Re: [HACKERS][PATCH] Applying PMDK to WAL operations for persistent memory

From: Heikki Linnakangas <hlinnaka(at)iki(dot)fi>
To: Dmitry Dolgov <9erthalion6(at)gmail(dot)com>, ichiyanagi(dot)yoshimi(at)lab(dot)ntt(dot)co(dot)jp
Cc: Michael Paquier <michael(at)paquier(dot)xyz>, PostgreSQL-development <pgsql-hackers(at)postgresql(dot)org>, menjo(dot)takashi(at)lab(dot)ntt(dot)co(dot)jp, ishizaki(dot)teruaki(at)lab(dot)ntt(dot)co(dot)jp
Subject: Re: [HACKERS][PATCH] Applying PMDK to WAL operations for persistent memory
Date: 2019-01-23 16:45:42
Views: Raw Message | Whole Thread | Download mbox | Resend email
Lists: pgsql-hackers

On 10/12/2018 23:37, Dmitry Dolgov wrote:
>> On Thu, Nov 29, 2018 at 6:48 PM Dmitry Dolgov <9erthalion6(at)gmail(dot)com> wrote:
>>> On Tue, Oct 2, 2018 at 4:53 AM Michael Paquier <michael(at)paquier(dot)xyz> wrote:
>>> On Mon, Aug 06, 2018 at 06:00:54PM +0900, Yoshimi Ichiyanagi wrote:
>>>> The libpmem's pmem_map_file() supported 2M/1G(the size of huge page)
>>>> alignment, since it could reduce the number of page faults.
>>>> In addition, libpmem's pmem_memcpy_nodrain() is the function
>>>> to copy data using single instruction, multiple data(SIMD) instructions
>>>> and NT store instructions(MOVNT).
>>>> As a result, using these APIs is faster than using old mmap()/memcpy().
>>>> Please see the PGCon2018 presentation[1] for the details.
>>>> [1]
>>> So you say that this represents a 3% gain based on the presentation?
>>> That may be interesting to dig into it. Could you provide fresher
>>> performance numbers? I am moving this patch to the next CF 2018-10 for
>>> now, waiting for input from the author.
>> Unfortunately, the patch has some conflicts now, so probably not only fresher
>> performance numbers are necessary, but also a rebased version.
> I believe the idea behind this patch is quite important (thanks to CMU DG for
> inspiring lectures), so I decided to put some efforts and rebase it to prevent
> from rotting. At the same time I have a vague impression that the patch itself
> suggests quite narrow way of using of PMDK.
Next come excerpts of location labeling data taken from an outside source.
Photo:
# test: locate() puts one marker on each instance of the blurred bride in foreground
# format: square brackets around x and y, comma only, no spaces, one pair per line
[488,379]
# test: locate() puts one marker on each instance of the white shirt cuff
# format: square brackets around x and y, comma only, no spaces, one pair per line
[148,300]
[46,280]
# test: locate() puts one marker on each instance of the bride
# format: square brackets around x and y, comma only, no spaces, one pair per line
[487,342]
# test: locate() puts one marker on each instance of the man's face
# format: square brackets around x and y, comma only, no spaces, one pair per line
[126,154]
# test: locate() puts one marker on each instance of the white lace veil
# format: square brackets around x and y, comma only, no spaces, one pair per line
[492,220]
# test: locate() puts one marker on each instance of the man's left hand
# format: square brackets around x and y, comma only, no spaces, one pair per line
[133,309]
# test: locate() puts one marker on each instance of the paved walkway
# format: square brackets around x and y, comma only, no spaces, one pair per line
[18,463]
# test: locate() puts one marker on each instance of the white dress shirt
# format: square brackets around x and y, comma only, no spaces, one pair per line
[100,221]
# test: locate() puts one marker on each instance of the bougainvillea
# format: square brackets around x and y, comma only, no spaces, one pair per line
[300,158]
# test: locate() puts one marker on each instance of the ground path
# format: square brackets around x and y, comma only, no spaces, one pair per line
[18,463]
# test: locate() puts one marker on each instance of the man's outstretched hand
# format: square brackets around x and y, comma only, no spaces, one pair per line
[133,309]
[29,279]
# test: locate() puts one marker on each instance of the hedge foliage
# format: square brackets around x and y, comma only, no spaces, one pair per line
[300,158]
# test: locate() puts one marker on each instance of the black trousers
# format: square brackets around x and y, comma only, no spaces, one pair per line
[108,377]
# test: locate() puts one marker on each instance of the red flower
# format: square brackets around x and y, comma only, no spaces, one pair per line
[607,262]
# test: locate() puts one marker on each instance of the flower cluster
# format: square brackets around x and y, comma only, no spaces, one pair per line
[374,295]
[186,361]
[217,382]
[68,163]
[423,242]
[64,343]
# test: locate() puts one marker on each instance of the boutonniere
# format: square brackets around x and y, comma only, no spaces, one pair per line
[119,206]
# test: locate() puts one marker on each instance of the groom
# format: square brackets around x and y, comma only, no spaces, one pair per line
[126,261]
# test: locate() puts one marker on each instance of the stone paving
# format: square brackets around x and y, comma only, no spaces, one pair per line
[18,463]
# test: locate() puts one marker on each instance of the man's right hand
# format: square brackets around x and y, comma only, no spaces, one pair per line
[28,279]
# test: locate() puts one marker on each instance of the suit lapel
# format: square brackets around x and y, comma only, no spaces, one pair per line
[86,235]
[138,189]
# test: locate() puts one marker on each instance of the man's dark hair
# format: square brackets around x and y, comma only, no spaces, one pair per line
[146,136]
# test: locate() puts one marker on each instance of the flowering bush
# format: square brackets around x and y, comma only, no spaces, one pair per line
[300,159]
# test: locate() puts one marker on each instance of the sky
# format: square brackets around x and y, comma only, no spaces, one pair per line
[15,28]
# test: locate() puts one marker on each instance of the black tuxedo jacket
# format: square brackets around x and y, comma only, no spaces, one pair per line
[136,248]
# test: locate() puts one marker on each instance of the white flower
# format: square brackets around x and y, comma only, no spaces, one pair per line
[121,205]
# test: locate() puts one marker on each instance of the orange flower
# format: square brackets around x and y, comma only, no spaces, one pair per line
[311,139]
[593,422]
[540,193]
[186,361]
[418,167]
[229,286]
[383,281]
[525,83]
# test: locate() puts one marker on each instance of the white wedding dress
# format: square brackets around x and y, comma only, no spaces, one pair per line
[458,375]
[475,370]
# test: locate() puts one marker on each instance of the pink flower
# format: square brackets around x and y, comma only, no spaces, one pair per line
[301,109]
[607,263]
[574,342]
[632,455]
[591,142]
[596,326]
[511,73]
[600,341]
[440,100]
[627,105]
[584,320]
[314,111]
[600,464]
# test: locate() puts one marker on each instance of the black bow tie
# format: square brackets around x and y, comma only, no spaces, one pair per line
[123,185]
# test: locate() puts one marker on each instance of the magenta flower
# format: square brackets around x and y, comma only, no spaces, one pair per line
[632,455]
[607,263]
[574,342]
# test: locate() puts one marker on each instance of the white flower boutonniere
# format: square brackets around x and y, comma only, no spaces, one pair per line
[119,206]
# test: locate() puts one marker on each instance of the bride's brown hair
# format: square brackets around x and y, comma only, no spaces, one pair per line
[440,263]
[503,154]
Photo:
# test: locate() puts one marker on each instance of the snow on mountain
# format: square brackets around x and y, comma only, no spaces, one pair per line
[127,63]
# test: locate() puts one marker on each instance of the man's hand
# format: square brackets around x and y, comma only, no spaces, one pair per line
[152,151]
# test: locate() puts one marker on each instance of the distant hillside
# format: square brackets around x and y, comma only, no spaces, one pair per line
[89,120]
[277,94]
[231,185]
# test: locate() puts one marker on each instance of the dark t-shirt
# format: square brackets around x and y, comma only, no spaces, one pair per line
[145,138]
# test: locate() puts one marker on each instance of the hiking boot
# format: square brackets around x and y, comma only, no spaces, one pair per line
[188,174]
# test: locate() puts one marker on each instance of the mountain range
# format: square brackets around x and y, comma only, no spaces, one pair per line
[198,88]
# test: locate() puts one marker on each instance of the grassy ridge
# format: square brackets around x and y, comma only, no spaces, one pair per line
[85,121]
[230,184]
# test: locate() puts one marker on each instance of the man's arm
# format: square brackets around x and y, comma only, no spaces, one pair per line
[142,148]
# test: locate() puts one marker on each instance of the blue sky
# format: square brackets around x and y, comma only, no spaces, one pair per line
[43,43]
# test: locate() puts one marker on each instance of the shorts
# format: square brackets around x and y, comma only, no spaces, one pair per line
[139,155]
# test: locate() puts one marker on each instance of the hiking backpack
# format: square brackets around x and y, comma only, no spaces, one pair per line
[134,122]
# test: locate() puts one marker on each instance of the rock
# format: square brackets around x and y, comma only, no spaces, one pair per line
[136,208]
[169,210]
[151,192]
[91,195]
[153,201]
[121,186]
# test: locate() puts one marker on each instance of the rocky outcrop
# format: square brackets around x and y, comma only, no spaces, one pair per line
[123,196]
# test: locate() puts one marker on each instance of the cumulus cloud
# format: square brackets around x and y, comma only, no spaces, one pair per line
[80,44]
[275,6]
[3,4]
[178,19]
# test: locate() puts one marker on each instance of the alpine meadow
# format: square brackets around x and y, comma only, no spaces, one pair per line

To re-iterate what I said earlier in this thread, I think the next step
here is to write a patch that modifies xlog.c to use plain old
mmap()/msync() to memory-map the WAL files, to replace the WAL buffers.
Let's see what the performance of that is, with or without NVM hardware.
I think that might actually make the code simpler. There's a bunch of
really hairy code around locking the WAL buffers, which could be made
simpler if each backend memory-mapped the WAL segment files independently.

One thing to watch out for, is that if you read() a file, and there's an
I/O error, you have a chance to ereport() it. If you try to read from a
memory-mapped file, and there's an I/O error, the process is killed with
SIGBUS. So I think we have to be careful with using memory-mapped I/O
for reading files. But for writing WAL files, it seems like a good fit.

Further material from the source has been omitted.